Une coiffure baroque pour cette longue dame au visage concentré. Je ne sais pourquoi elle me fait penser à une fourmi. Autour d'elle d'autre dames vont et viennent, loin de leur Indonésie natale. C'est au Vietnam cependant que j'ai été frappé par la sveltesse, l'élégance, la noblesse des femmes. Vous les voyez marcher dans les rues avec leur longue tunique fendue ou filer comme des amazones sur leurs vélos. Quand je vais dans les hôtels touristiques dans ces pays, je suis frappé par le contraste entre la foule des occidentaux, souvent négligés, en shorts approximatifs, en chemisettes bariolées, ventre en avant, cul en arrière et le peuple de seigneurs qui les servent, nettoient leurs assiettes et font leur lit.
Lui c'est Ganesh. En marionnette il est plutôt rare. C'est le plus sympa du panthéon hindouiste. En Inde il est présent partout, dans toutes les maisons et avec lui on oublierait que l'hindouisme aussi, comme bien des religions est capable d'intolérance et de violence. La marionnette est rare avec ses quatre bras et comme il se doit pour Ganesh, l'arrière de la tête en démon.
Mon royaume pour un cheval !
Madame vient du Rajasthan, le pays des couleurs. On nous parle de la misère de l'Inde, misère encore bien réelle en certains endroits mais comment comprendre que malgré la difficulté de vivre les femmes y aient une telle allure? Les saris de soie vive, les bracelets miroitants, les sourires... Quand vous touchez aux ailes des papillons, la poussière d'or ou de bleu restent sur vos doigts. C'est dans vos yeux qu'elle scintille quand vous revenez du Rajasthan.
Un peu secrète, un peu triste avec son tambourin bien vissé sur la tête...
Tous ceux qui sont allés à Hanoï connaissent ces petites créatures vendues aux touriste au théâtre des marionnettes sur eau. c'est un spectacle inoubliable, féérique et poétique qui mêle l'eau et le feu. Ces deux là, très banales, ne le sont pas pour moi et pour Nicole. Nous avions un guide exceptionnel, un homme très doux, très érudit et plein d'humour. Il nous a offert ces marionnettes avant de nous dire qu'il était désolé de nous quitter car il venait d'apprendre que sa mère avait été victime d'une crise cardiaque.
Lui c'est un gros chinois souriant.
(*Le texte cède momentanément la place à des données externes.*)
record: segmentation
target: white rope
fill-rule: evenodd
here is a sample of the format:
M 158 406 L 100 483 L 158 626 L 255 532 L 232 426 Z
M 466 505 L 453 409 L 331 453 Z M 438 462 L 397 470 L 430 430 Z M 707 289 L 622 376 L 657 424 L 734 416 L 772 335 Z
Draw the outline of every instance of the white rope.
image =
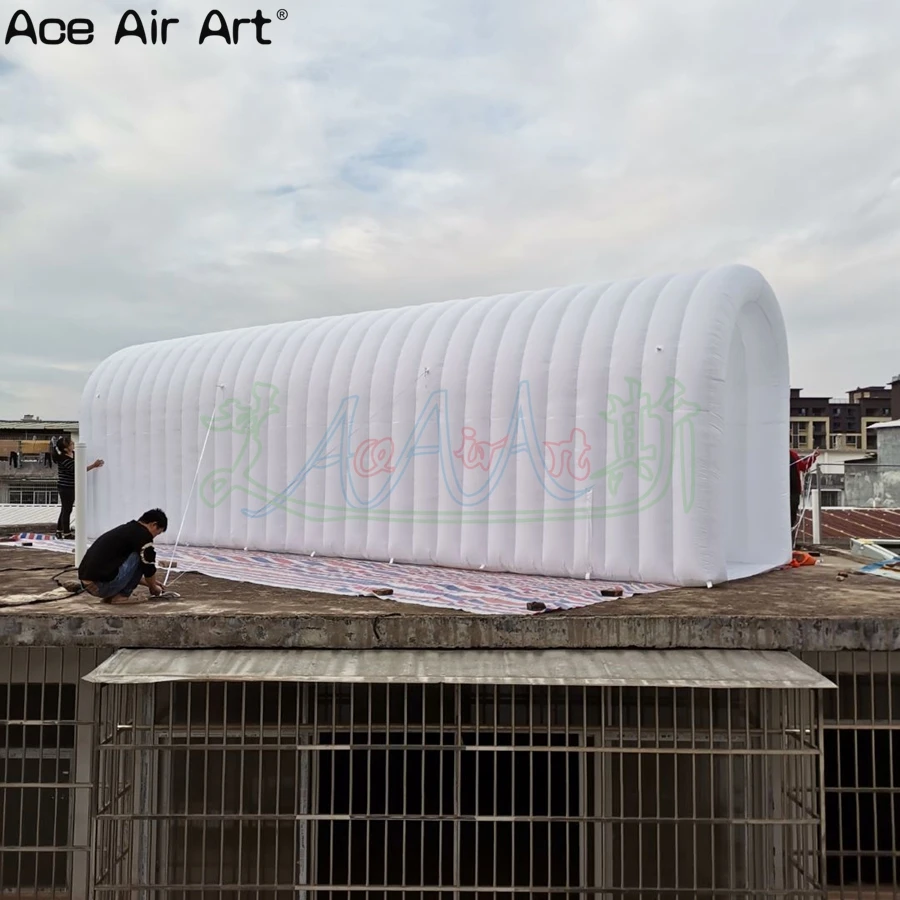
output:
M 171 560 L 170 560 L 170 562 L 171 562 Z M 182 570 L 181 570 L 181 571 L 180 571 L 180 572 L 172 579 L 172 584 L 175 584 L 175 582 L 178 581 L 179 578 L 184 578 L 185 575 L 190 575 L 190 574 L 191 574 L 191 570 L 190 570 L 190 569 L 182 569 Z M 167 573 L 167 577 L 168 577 L 168 573 Z
M 216 389 L 224 389 L 224 384 L 216 385 Z M 203 446 L 200 448 L 200 458 L 197 460 L 197 469 L 194 472 L 194 480 L 191 482 L 190 490 L 188 491 L 187 502 L 184 504 L 184 514 L 181 517 L 181 524 L 178 526 L 178 534 L 175 535 L 175 544 L 172 547 L 172 556 L 169 559 L 169 567 L 166 569 L 166 577 L 163 579 L 163 587 L 165 587 L 169 583 L 169 575 L 172 572 L 172 564 L 175 562 L 175 555 L 178 552 L 178 543 L 181 540 L 181 532 L 184 531 L 184 523 L 187 521 L 188 509 L 191 506 L 191 498 L 194 496 L 194 486 L 197 484 L 197 479 L 200 477 L 200 467 L 203 465 L 203 454 L 206 453 L 206 445 L 209 442 L 209 435 L 212 431 L 213 422 L 216 418 L 216 406 L 219 405 L 218 399 L 213 405 L 212 413 L 209 416 L 209 428 L 206 429 L 206 437 L 203 439 Z
M 799 460 L 798 460 L 798 462 L 799 462 Z M 796 463 L 791 463 L 791 465 L 796 465 Z M 816 468 L 818 468 L 818 466 L 816 466 Z M 809 474 L 811 474 L 811 471 L 812 471 L 812 467 L 810 468 L 810 471 L 806 473 L 807 476 Z M 806 513 L 807 503 L 811 496 L 812 496 L 812 478 L 806 477 L 803 479 L 803 491 L 800 495 L 801 502 L 800 502 L 800 507 L 797 510 L 797 523 L 794 525 L 792 535 L 791 535 L 791 537 L 792 537 L 791 549 L 792 550 L 797 546 L 797 535 L 800 534 L 800 526 L 804 524 L 803 517 Z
A tort, je suis moins attiré par la Chine. peut-être à cause de reportages sur l'écorchage des chiens vivants ou sur la préparation culinaire de chats et chiens. C'est idiot car de notre côté nous sommes assez doués pour torturer la gent animale prétendue inférieure. Mais c'est promis, après les jeux olympiques qui me font horreur, je ferai un effort.
Bon il faut se faire une raison, vous risqueriez de vous lasser si je vous présentais tous mes hôtes. Je vais donc terminer avec celui là qui n'a rien d'asiatique et qui faisait partie d'un jazz band. Il a peut-être, dans les années 20 été victime du regard "banania" que l'on pouvait porter sur lui mais aujourd'hui il n'y pense plus. Il vit la belle vie sur ses coussins et c'est lui qui après avoir posé son trombonne vous souhaite une belle année .
Quatre ans après cet article je reçois des commentaires qui permettent à l'ignorant que je suis de se cultiver un peu dans la connaissance des marionnettes.
Ainsi me suis-je trompé sur mon gros Chinois qui est Birman. Papet m'apprend que l'on peut vérifier en soulevant sa jupe, ce que je n'avais jamais osé faire! S'il a un sexe sculpté, il est Birman!
... Et depuis cet article, quelques marionnettes vraiment chinoises sont venues s'ajouter à la petite bande!